Sunday shows – Trump-Pence division in the spotlight
by The Hill staff
Former Vice President Mike Pence rebuke of former President Trump for suggesting he had the ability to overturn the results of the 2020 election reverberated on Sunday, with multiple guests discussing the topic on the morning political shows.
The threat of a Russian invasion of Ukraine was also in the spotlight, in addition to the Olympics in Beijing.
Vice President Pence last week gave a more direct rebuke of former President Donald Trump’s election claims because the former president’s claims that Pence could have overturned the results “merited response,” Pence’s former chief of staff said Sunday.
Marc Short said on NBC’s “Meet the Press” that Pence had been “crystal clear from day one” that he lacked the authority to reject the election results on Jan. 6, 2021. And while Pence has said as much over the past year, it wasn’t until Friday that he explicitly said Trump was “wrong” to suggest otherwise.
Sen. Marco Rubio (R-Fla.) on Sunday said “vice presidents can’t simply decide not to certify an election,” breaking with former President Trump after he suggested that then-Vice President Mike Pence had the ability to overturn the results of the 2020 election.

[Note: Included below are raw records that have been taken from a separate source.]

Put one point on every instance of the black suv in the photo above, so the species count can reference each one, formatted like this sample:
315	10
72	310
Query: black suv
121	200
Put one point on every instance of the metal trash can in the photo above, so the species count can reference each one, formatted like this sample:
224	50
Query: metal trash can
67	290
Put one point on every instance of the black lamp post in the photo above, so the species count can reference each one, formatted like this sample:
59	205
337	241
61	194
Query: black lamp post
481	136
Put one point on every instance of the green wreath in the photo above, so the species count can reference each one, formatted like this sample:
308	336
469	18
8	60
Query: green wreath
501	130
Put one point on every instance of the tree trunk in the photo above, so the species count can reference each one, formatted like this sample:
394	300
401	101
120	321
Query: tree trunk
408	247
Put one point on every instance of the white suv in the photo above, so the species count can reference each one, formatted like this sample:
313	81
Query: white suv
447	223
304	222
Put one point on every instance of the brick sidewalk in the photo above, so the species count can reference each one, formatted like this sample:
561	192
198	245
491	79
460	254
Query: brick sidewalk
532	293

Sen. Lisa Murkowski (R-Alaska) on Sunday said “it can be uncomfortable” to not align with her own political party during a discussion about the Republican National Committee’s (RNC) resolution characterizing the Capitol riot as “legitimate political discourse.”
“We are in the window, Any day now. Russia could take military action against Ukraine or it could be a couple of weeks from now or Russia could choose to take the diplomatic path instead,” national security advisor Jake Sullivan said.
Linda Thomas-Greenfield, the U.S. ambassador to the United Nations, on Sunday said the U.S. is “still working to discourage the Russians from making the wrong choice and choosing confrontation,” as concerns rise that Moscow is planning an incursion against Ukraine.
The U.S. ambassador to the United Nations on Sunday said China’s decision to have a Uyghur athlete help deliver the Olympic flame in the opening ceremony for the 2022 Winter Games was an effort “to distract us from the real issue at hand that Uyghur’s are being tortured.”